Cardiovascular Outcomes in the Era of Claims Data
Has assessment of cardiovascular outcomes changed in when analysis of claims data is used?
Data from the Cardiovascular Health Study (CHS) were used for the present analysis. Event rates and risk factor associations were compared between adjudicated hospitalized cardiovascular events and claims-based methods of defining events. Specific outcomes examined included myocardial infarction (MI), stroke, and heart failure (HF), and were defined in three ways: 1) the CHS adjudicated event, 2) selected ICD9 diagnostic codes only in the primary position for Medicare claims data from the Center for Medicare and Medicaid Services, and 3) the same selected diagnostic codes in any position.
A total of 28,230 hospitalizations for the 5,888 CHS participants were identified in CHS. Of the 4,344 incident cardiovascular events, 59.0% were first identified by self-report, 57.0% for stroke, and 66.3% for angina. Claims-based methods for defining events (conventional method) had high positive predictive values, but with low sensitivities. The investigators provided an example of the positive predictive value of an ICD9 code of 410.x1 for a new acute MI in the first position, which was 90.6% but this code identified only 53.8% of the incident MIs in total. For CHS adjudicated events for MI, the incidence was 14.9 events per 1,000 person-years, and 8.6 for selected ICD9 diagnostic codes only in the primary position for Medicare claims data from the Center for Medicare and Medicaid Services, and 12.2 for the same selected diagnostic codes in any position. For cardiovascular disease risk factor associations, similar findings were observed for all three methods of defining events.

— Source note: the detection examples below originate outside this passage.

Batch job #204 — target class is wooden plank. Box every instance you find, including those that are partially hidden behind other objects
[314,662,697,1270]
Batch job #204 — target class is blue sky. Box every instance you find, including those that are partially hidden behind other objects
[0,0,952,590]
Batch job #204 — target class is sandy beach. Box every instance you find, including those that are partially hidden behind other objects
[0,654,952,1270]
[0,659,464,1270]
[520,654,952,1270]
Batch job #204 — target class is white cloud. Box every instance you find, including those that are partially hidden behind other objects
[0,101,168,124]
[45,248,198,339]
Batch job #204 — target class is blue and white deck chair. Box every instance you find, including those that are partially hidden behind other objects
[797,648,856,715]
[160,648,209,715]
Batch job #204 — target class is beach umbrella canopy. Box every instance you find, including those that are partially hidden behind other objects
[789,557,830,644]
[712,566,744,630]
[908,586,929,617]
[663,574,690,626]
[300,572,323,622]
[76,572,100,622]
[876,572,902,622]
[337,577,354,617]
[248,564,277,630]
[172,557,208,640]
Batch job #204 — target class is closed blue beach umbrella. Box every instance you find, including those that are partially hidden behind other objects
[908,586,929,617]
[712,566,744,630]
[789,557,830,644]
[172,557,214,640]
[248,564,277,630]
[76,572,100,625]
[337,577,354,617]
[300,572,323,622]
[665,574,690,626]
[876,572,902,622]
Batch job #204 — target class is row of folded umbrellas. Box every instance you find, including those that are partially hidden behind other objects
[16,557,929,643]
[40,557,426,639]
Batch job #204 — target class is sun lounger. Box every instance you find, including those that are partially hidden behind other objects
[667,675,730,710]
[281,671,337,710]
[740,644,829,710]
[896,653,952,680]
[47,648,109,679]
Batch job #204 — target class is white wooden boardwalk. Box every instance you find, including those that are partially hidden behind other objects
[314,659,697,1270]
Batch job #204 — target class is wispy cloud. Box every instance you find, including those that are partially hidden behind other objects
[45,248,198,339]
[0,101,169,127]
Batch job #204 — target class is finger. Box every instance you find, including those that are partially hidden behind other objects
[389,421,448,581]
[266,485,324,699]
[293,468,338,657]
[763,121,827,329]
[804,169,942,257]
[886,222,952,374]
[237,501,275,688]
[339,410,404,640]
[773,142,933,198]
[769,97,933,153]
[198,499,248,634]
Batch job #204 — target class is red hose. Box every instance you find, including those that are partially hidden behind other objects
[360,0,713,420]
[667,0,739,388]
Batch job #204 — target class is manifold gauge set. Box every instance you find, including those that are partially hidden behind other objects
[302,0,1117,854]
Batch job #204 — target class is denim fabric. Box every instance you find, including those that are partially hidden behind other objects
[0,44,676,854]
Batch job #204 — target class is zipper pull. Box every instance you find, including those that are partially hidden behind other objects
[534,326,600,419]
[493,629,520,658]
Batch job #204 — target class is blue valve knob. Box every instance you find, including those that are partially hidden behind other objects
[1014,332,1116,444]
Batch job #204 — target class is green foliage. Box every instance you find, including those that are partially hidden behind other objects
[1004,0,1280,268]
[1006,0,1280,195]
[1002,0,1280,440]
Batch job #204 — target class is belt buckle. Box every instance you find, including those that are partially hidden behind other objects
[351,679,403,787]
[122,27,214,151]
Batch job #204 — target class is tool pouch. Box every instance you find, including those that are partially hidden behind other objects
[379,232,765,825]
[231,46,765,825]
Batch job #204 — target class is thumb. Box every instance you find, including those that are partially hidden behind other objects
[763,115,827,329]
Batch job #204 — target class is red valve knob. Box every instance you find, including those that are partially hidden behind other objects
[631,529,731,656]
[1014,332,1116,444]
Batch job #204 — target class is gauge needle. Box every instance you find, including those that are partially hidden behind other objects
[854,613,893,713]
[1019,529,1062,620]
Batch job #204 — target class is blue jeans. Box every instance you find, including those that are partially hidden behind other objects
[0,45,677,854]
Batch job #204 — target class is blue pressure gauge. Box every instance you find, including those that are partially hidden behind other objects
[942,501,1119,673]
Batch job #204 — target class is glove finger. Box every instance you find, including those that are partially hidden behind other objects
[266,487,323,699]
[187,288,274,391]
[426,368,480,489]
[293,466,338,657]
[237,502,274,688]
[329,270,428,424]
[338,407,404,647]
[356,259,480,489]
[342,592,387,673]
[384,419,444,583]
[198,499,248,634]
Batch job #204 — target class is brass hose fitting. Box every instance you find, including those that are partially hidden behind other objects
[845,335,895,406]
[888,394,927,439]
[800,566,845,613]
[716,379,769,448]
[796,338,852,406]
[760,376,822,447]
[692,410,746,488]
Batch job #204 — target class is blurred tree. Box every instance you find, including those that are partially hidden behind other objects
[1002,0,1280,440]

The investigators concluded that use of diagnostic codes from claims data as clinical events can lead to an underestimation of event rates. Additionally, claims-based events data represent a composite endpoint that includes the outcome of interest and selected (misclassified) nonevent hospitalizations.
In the era of big data, comparision of methods to assessment of outcomes is critical. Understanding how to assess outcomes with accuracy will allow investigators to improve quality of care; therefore, improving accuracy of accessment is imperative.